9 Apr 2026

Effects of Exopolysaccharides from Rhizobium tropici on Transformation and Aggregate Sizes of Iron Oxides

Abstract: Iron oxide transformations in soil significantly impact nutrient availability and plant health. This study investigated the interaction between exopolysaccharides (EPS), produced by Rhizobium tropici, and iron oxide (Fe3O4), focusing on their impact on the transformation, particle size, and zeta potential of iron oxides. The characterization of the EPS-iron oxide composites was carried out using X-ray Powder Diffraction (XRD), Fourier Trans-form Infrared Spectroscopy (FTIR) and Scanning Electron Microscopy (SEM)/Energy Dispersive X-ray Analysis (EDX). The EPS adsorption kinetics revealed chemisorption and diffusion as controlling processes for EPS adsorption on Fe3O4, while isotherm data with releasing proton indicated possible ion exchange and heterogeneous layered adsorption. Desorption studies suggested the high stability of EPS-iron complexes. Notably, EPS significantly increased the aggregate size of EPS-iron complexes at low EPS/iron oxide molar ratios but shrank the aggregate size at higher ratios. Additionally, EPS complexation resulted in a shift in the zeta potential towards more negative surface functionality. Functional groups within EPS, specifically –COOH, –OH and –NH played a crucial role in the interaction of EPS with iron oxides. The study concluded that EPS coating prevented the transformation of Fe3O4 into other iron oxide forms like β-FeOOH, α-Fe2O3, and γ-Fe2O3, elucidating the significant role of EPS in soil mineral processes.

22 Jan 2026

Exopolysaccharides from Rhizobium Tropici Modified the Surface Characteristics of a Mississippi River Levee Soil Clay and its Bulk Soil Properties

Abstract: Global climate change has led to the increased frequency of extreme flooding events and heightened the vulnerability of river levees to flood related damage.
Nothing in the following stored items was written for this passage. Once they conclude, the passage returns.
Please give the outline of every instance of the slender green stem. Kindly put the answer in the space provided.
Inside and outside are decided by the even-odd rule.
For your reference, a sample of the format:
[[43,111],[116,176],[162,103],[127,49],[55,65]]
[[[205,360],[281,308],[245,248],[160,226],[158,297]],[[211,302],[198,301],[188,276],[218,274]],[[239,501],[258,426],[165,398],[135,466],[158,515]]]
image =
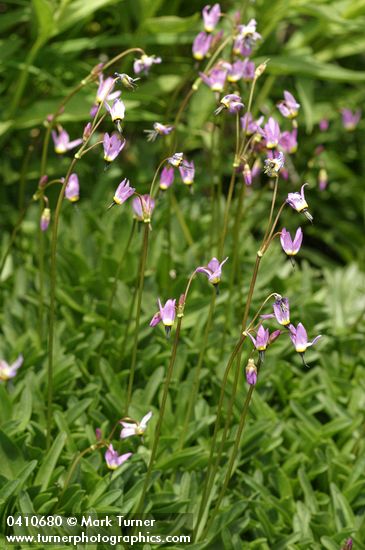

One promising approach to enhancing the sustainability of levee stabilization is the use of eco-friendly, biologically produced soil additives as alternatives to conventional materials for erosion control. This study investigates the effects of exopolysaccharides (EPS) produced by Rhizobium tropici on the physical and engineering properties of clayey soil from a Mississippi River levee. Specifically, the study examines how EPS affects particle size, surface charge, surface area, and key bulk soil properties, including Atterberg limits, compaction behavior, and hydraulic conductivity. Soil samples were collected from a levee embankment located in south of Vidalia LA, an area historically prone to slough slides due to highly plastic nature of its floodplain clay soils. X-ray Power Diffraction was used to characterize the mineralogy of soil clay, EPS and EPS-clay composites. Particle size distribution and Zeta potentials measurements were performed on EPS and EPS-amended clays. Engineering test included Atterberg limit determinations (liquid and plastic limits) and standard compaction tests. The addition of EPS significantly increased the aggregate particle sizes of the levee clay through formation of EPS-clay composites. A strong correlation was observed between mean particle sizes and zeta potential in the composites. EPS also increased the liquid limit and plasticity of the soil while significantly reducing its hydraulic conductivity. Overall, EPS-amended soil demonstrated improved resistance to seepage and erosion, indicating that EPS has the potential to enhance levee soil stability and contribute to more sustainable flood control infrastructure.